Una moto cuya negritud impresiona: negro mate para el enorme propulsor bicilíndrico en versión 883 cc. Negro mate para el depósito de combustible tipo peanut (cacahuete). Negro mate para el guardabarros delantero, de nuevo diseño y aire deportivo, y para el trasero, recortado y con los intermitentes haciendo las funciones de un inexistente faro trasero. Las tapas laterales también se apuntan a esta fiesta del lado oscuro.

Se caracteriza por un manillar cortito, una horquilla delantera con un minimalista protector de goma y llantas con 13 palos de aluminio y un acabado pulido que entre tanto negro mate le otorga un punto brillante, sport, tecnológico.

Motor y Transmisión

A diferencia de la versión Evolution de 1986 con el bloque del motor en aluminio y el cambio de cuatro marchas, lleva la caja de cambios de cinco velocidades incorporada. La transmisión secundaria es, desde 1992, por correa dentada. Equipa el motor Evolution 883 de última generación. Un poderoso cuatro tiempos, refrigerado por aire y alimentado por inyección electrónica ESPFI que, con sus dos cilindros a 45°, entrega unos 50CV y está acoplado a una caja de cambios de cinco relaciones.

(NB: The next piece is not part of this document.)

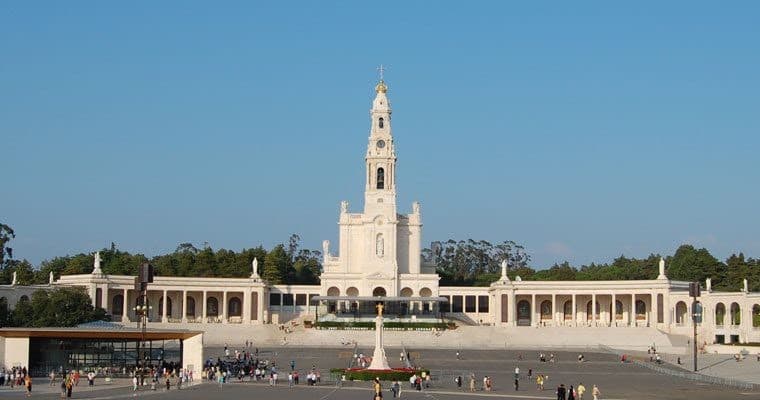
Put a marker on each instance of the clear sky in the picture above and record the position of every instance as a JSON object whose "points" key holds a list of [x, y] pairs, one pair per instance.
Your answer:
{"points": [[581, 130]]}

Las culatas y cilindros de aluminio disminuyen el peso de la motocicleta y aumentan la eficiencia del enfriamiento por aire. La inyección electrónica de combustible reemplaza a los antiguos carburadores y tiene mayor fiabilidad con menos mantenimiento rutinario.

Con respecto a las prestaciones del corazón de la nueva Iron 883, su par motor máximo es de 68 Nm a 4.750 rpm y ofrece un consumo medio de 4,8 litros a los 100 km.

Parte Ciclo y Frenos

El equipo de frenado, con dos discos, no es un ejemplo de efectividad, y se agradecería un segundo disco de freno que sí tienen otras versiones, lo que lógicamente encarecería el precio final de la Iron. En una conducción ligera, se hace imprescindible apoyarse también con el freno trasero. El sistema de frenos de la nueva Harley-Davidson 883 se encuentra compuesto por un disco de freno delantero de 292 mm y otro trasero de 300 mm.

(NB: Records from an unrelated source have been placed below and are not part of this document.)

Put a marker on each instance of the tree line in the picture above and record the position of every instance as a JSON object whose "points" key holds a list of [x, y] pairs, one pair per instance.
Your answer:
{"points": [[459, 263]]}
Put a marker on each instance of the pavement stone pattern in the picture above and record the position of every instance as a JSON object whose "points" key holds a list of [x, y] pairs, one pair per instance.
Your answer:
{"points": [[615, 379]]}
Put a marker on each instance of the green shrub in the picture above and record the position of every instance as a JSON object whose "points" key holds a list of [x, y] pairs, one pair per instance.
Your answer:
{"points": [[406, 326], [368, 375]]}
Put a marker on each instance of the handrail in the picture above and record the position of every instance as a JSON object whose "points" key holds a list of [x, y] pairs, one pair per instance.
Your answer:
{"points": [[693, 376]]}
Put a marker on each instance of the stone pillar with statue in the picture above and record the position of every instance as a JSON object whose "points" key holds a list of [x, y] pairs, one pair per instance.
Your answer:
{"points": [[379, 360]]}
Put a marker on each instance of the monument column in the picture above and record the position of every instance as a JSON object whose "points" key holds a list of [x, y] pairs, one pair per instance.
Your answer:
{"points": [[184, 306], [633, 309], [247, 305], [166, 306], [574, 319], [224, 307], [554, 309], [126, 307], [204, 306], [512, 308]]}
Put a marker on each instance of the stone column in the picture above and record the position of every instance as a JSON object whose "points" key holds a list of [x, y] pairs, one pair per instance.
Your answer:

Lleva un asiento individual a sólo 735 mm del suelo; amortiguadores regulables en precarga, anclados en el basculante, de sección rectangular, que, al igual que la horquilla, se presenta en negro brillante.

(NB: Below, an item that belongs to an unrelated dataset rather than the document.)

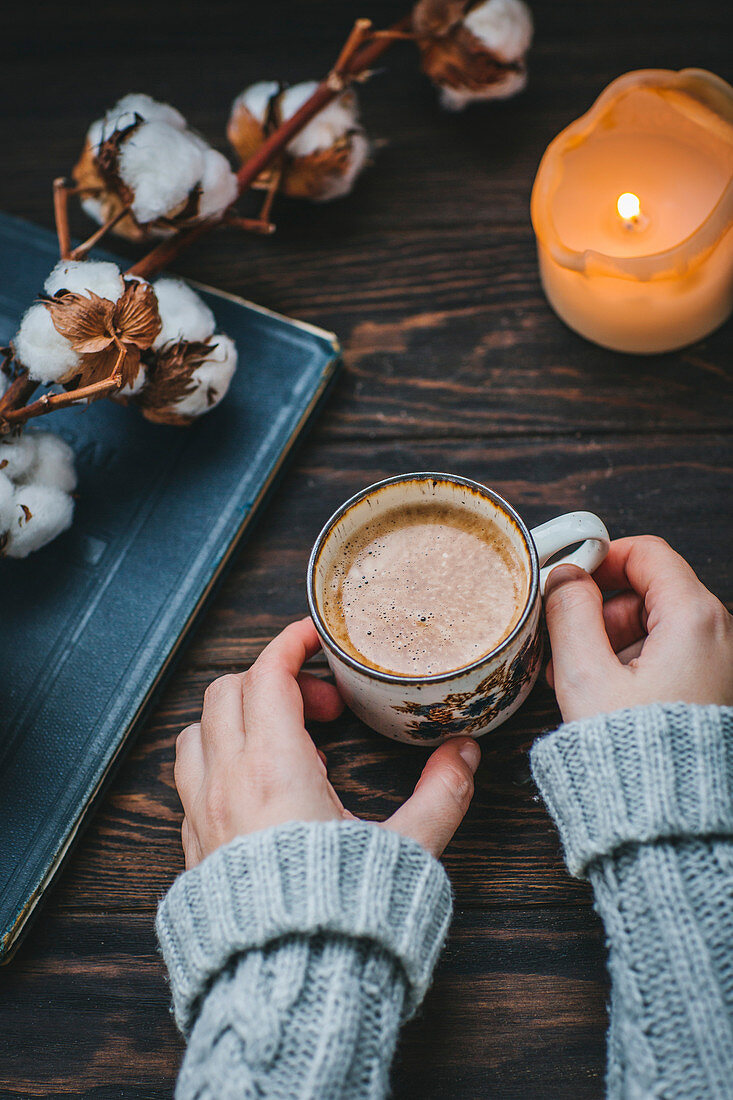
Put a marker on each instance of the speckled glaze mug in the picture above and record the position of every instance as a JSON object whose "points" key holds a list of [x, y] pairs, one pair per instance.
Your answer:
{"points": [[478, 697]]}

La rueda delantera de 19”, que hace de la Iron una moto más manejable que otras versiones con rueda de 21”, contrasta con el espectacular neumático trasero, que le da cierto aire de dragster. Las medidas de los neumáticos son acertadas, estética y dinámicamente. Delante una llanta de 19 pulgadas acoge un neumático, y detrás, un neumático encajado en una generosa llanta de 16 pulgadas.

Experiencia de Conducción

La Iron te brinda la posibilidad de entrar en el mundo Harley a un precio razonable. Entrar en el mundo de Harley me refiero a la sensación de conducir una Harley. Asiento a pocos centímetros del suelo; pistonadas que se notan en el culo una a una, a través de el asiento individual; pies adelantados con unas estriberas plegables, que casi sobresalen tanto como el manillar; embrague de tacto más agradable del que recordaba en las motos de Milwaukee; cambio de marchas ruidoso y palanca de largo recorrido; manos elevadas; instrumentación limitada y un sonido inimitable.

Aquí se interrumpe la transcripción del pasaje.